Movimentos sociais protestam em frente ao condomínio de Bolsonaro no Rio
Supremo Tribunal Federal iniciou o julgamento que pode condenar o ex-presidente por cinco crimes

Poucas horas antes do STF (Supremo Tribunal Federal) dar início ao julgamento que pode resultar na condenação do ex-presidente Jair Bolsonaro (PL), movimentos sociais se reuniram para protestar em frente ao condomínio do ex-mandatário no Rio de Janeiro.
O condomínio Vivendas da Barra amanheceu com cartazes e faixas pedindo a prisão de Bolsonaro, investigado na Suprema Corte por, segundo as investigações, ter liderado uma organização que planejava um golpe de Estado a ser instituído no país em 2022, após o resultado eleitoral.
Apesar de possuir uma residência no local, o ex-presidente está cumprindo prisão domiciliar, desde o dia 4 de agosto, em um outro condomínio onde também tem um imóvel, em Brasília.
Ele optou por não comparecer ao julgamento que começou nesta terça-feira (2). A defesa disse que Bolsonaro gostaria de ir ao STF, mas por condições de saúde, não poderia participar presencialmente.

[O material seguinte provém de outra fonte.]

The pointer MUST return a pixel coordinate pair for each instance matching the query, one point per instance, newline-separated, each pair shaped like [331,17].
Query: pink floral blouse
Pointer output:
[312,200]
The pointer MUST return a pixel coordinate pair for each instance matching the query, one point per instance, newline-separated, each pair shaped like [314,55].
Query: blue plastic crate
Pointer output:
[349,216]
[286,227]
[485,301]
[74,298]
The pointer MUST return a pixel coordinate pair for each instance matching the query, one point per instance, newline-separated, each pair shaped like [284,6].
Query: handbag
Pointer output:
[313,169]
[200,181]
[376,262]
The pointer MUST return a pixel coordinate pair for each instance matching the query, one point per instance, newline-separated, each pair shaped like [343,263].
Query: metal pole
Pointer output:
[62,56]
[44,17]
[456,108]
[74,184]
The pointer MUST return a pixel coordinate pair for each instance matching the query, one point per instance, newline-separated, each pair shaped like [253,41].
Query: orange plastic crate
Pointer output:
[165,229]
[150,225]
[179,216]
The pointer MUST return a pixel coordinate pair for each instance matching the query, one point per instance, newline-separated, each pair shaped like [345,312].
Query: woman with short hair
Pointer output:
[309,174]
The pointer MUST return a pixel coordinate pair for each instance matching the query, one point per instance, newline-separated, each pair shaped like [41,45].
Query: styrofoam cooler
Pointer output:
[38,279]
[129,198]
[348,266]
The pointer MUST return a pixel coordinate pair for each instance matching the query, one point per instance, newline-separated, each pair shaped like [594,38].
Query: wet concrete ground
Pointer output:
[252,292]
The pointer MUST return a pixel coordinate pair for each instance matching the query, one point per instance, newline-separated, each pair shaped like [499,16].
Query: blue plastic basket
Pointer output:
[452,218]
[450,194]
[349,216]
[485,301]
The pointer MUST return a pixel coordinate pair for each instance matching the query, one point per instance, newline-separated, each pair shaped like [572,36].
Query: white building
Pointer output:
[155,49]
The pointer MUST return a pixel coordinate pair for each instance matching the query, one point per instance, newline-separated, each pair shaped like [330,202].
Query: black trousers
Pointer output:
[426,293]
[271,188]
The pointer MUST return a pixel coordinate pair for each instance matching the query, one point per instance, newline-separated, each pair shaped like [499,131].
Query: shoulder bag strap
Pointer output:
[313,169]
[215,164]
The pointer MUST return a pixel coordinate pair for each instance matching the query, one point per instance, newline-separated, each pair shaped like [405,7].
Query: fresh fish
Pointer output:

Aliados do ex-presidente chegaram a dizer que ele estava sereno às vésperas do julgamento, mas enfrenta uma crise de soluços.
As sessões extraordinárias da Primeira Turma da Suprema Corte se iniciaram nesta terça-feira, mas podem se estender também pelos dias 3, 9, 10 e 12 de setembro, se assim for necessário.
Neste momento, os ministros julgam os integrantes do chamado "núcleo 1" da denúncia da PGR (Procuradoria-Geral da República).
Além do ex-presidente Jair Bolsonaro, o núcleo crucial do plano de golpe conta com outros sete réus:
- Alexandre Ramagem, deputado federal e ex-presidente da Abin (Agência Brasileira de Inteligência);
- Almir Garnier, almirante de esquadra que comandou a Marinha no governo de Bolsonaro;
- Anderson Torres, ex-ministro da Justiça de Bolsonaro;
- Augusto Heleno, ex-ministro do GSI (Gabinete de Segurança Institucional) de Bolsonaro;
- Mauro Cid, ex-ajudante de ordens de Bolsonaro;
- Paulo Sérgio Nogueira, general e ex-ministro da Defesa de Bolsonaro; e
- Walter Souza Braga Netto, ex-ministro da Defesa e da Casa Civil no governo de Bolsonaro, candidato a vice-presidente em 2022.
Por quais crimes os réus estão sendo acusados?
Bolsonaro e o outros réus respondem na Suprema Corte a cinco crimes. São eles:
- Organização criminosa armada;
- Tentativa de abolição violenta do Estado Democrático de Direito;
- Golpe de Estado;
- Dano qualificado pela violência e ameaça grave;
- Deterioração de patrimônio tombado.
A exceção fica por conta de Ramagem. No início de maio, a Câmara dos Deputados aprovou um pedido de suspensão a ação penal contra o parlamentar. Com isso, ele responde somente aos crimes de organização criminosa armada, tentativa de abolição violenta do Estado Democrático de Direito e golpe de Estado.